If you’re like most people, a house is the biggest purchase you will make in your lifetime. Spending too much on a home could interfere with other financial goals, such as retirement and college savings. It is best to determine what you want and can pay on a mortgage before you start looking.
To qualify for a home loan, lenders will look at your front-end ratio and back-end ratio. Your front-end ratio determines how much you will be spending on principal, interest, taxes and insurance in comparison to your gross monthly income. Generally, a lender will want your front-end ratio to be below 28 percent of your gross monthly income.
Back-end ratio not only considers your principal, interest, taxes and insurance but the debt you owe, such as student loans, credit card debt and automobile loans. Ideally, this ratio should not surpass 36 percent of your monthly gross income.

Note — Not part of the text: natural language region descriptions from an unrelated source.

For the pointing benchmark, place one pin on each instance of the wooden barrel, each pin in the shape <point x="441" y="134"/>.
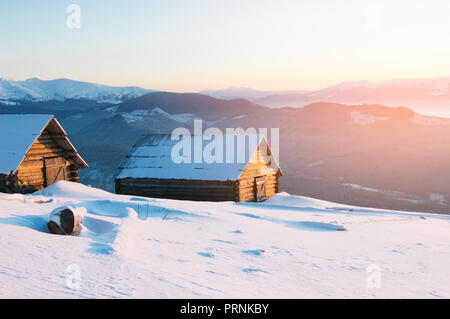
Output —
<point x="64" y="222"/>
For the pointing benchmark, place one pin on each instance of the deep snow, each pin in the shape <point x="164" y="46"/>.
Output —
<point x="287" y="247"/>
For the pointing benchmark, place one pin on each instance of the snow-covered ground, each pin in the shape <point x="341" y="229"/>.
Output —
<point x="287" y="247"/>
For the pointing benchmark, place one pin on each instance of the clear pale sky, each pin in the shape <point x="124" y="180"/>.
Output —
<point x="190" y="45"/>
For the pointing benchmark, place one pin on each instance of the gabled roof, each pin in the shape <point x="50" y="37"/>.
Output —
<point x="151" y="158"/>
<point x="18" y="132"/>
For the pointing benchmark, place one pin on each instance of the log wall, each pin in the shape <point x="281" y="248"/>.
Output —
<point x="31" y="173"/>
<point x="177" y="189"/>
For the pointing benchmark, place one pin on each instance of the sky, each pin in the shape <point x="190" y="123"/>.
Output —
<point x="187" y="46"/>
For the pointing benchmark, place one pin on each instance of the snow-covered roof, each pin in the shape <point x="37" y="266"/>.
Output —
<point x="151" y="158"/>
<point x="18" y="132"/>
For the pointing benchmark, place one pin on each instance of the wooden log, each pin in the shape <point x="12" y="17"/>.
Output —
<point x="65" y="222"/>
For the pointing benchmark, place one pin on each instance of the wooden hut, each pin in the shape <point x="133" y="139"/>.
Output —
<point x="149" y="170"/>
<point x="35" y="152"/>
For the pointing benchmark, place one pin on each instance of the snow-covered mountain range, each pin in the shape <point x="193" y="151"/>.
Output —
<point x="429" y="96"/>
<point x="37" y="90"/>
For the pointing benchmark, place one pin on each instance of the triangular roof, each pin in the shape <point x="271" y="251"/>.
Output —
<point x="151" y="158"/>
<point x="18" y="132"/>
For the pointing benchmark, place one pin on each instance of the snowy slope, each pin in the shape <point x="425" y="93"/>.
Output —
<point x="289" y="246"/>
<point x="37" y="90"/>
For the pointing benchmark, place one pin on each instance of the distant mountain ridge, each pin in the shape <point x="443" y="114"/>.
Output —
<point x="37" y="90"/>
<point x="429" y="96"/>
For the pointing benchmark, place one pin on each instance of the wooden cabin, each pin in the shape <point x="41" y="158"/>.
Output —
<point x="150" y="171"/>
<point x="35" y="152"/>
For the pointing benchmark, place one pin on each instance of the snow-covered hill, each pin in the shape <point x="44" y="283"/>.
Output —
<point x="289" y="246"/>
<point x="37" y="90"/>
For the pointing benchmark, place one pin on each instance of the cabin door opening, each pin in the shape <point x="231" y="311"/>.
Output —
<point x="54" y="170"/>
<point x="260" y="187"/>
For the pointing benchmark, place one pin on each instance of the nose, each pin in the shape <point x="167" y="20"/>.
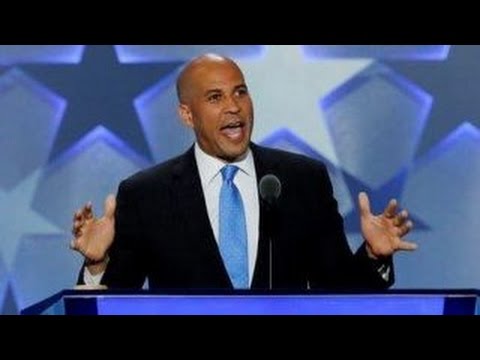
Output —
<point x="232" y="105"/>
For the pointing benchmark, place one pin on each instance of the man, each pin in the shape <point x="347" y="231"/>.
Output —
<point x="197" y="221"/>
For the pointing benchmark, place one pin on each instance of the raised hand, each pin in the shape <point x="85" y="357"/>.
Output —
<point x="383" y="233"/>
<point x="94" y="236"/>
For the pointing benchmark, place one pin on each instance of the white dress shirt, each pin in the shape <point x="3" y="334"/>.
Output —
<point x="209" y="168"/>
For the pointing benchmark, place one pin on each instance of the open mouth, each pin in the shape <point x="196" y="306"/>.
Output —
<point x="234" y="130"/>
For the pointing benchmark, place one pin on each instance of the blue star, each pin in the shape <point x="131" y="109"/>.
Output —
<point x="100" y="91"/>
<point x="454" y="83"/>
<point x="379" y="198"/>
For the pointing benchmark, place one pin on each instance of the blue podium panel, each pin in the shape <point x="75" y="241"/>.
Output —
<point x="388" y="303"/>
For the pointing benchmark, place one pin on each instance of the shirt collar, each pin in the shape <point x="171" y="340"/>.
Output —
<point x="209" y="166"/>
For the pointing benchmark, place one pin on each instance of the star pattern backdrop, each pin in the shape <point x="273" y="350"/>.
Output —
<point x="395" y="121"/>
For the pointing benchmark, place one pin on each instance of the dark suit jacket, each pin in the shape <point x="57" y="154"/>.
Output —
<point x="163" y="232"/>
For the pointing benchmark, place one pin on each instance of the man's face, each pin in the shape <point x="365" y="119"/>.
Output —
<point x="219" y="109"/>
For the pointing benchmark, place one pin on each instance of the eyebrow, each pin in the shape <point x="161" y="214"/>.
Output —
<point x="216" y="90"/>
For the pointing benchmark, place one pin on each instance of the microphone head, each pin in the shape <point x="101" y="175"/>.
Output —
<point x="270" y="188"/>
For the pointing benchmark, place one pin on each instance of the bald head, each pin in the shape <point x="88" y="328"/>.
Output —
<point x="186" y="79"/>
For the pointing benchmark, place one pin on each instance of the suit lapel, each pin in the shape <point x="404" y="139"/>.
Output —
<point x="263" y="165"/>
<point x="191" y="199"/>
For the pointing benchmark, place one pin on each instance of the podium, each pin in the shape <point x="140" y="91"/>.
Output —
<point x="391" y="302"/>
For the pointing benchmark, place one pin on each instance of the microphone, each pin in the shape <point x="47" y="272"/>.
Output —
<point x="270" y="189"/>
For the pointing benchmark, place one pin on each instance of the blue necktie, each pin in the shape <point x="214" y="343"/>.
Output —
<point x="233" y="230"/>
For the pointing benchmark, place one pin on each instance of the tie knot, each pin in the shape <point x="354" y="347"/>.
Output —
<point x="228" y="172"/>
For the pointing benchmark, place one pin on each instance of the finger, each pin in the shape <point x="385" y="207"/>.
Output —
<point x="89" y="210"/>
<point x="401" y="218"/>
<point x="407" y="246"/>
<point x="77" y="215"/>
<point x="364" y="204"/>
<point x="405" y="228"/>
<point x="391" y="209"/>
<point x="110" y="204"/>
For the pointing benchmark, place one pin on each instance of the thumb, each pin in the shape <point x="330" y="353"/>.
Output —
<point x="110" y="204"/>
<point x="364" y="204"/>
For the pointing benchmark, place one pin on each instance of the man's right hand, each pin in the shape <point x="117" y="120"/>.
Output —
<point x="94" y="236"/>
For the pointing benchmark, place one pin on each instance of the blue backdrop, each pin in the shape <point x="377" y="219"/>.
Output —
<point x="395" y="121"/>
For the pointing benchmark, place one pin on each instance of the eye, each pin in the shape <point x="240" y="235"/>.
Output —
<point x="242" y="92"/>
<point x="214" y="98"/>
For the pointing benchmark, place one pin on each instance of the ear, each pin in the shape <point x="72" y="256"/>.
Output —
<point x="185" y="114"/>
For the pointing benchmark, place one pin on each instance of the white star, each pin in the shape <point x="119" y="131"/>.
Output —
<point x="18" y="218"/>
<point x="287" y="87"/>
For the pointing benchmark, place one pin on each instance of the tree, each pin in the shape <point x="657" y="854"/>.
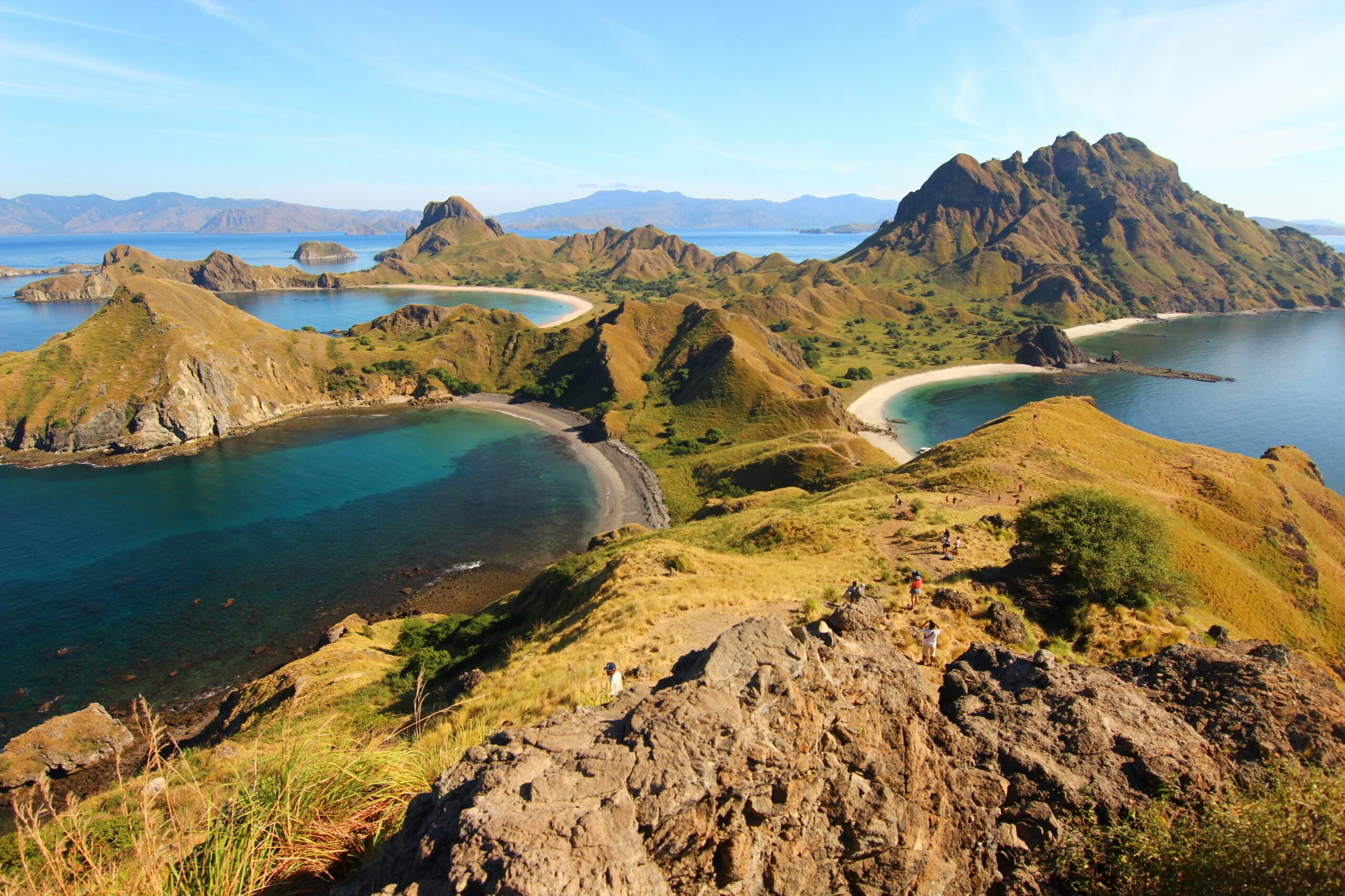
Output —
<point x="1109" y="548"/>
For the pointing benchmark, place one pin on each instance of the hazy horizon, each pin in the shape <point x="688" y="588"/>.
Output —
<point x="387" y="107"/>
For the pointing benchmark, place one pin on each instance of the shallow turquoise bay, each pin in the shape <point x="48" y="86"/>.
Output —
<point x="298" y="524"/>
<point x="1289" y="388"/>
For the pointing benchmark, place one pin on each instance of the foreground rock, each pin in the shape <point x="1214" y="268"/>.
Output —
<point x="320" y="251"/>
<point x="63" y="746"/>
<point x="775" y="763"/>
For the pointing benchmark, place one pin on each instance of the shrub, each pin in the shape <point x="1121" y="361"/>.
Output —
<point x="455" y="384"/>
<point x="1110" y="549"/>
<point x="1282" y="835"/>
<point x="397" y="368"/>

Apart from the income to debt ratios your loan must meet, the amount of your mortgage should also reflect what you personally are comfortable paying. If an unexpected cost arises, are you still going to be able to make your mortgage payment? What are your plans for the future? If you are a currently a dual-income family, is there a possibility children may eventually change that? We usually recommend that you have some reserves in the case of unforeseen circumstances of six months’ worth of bills and mortgage payments, but reserves are not required to obtain a mortgage.
To be sure you are shopping in the appropriate price range, contact a mortgage lender first. By getting a you loan commitment while shopping, you can be confident that your home pick coincides with your financial abilities and goals.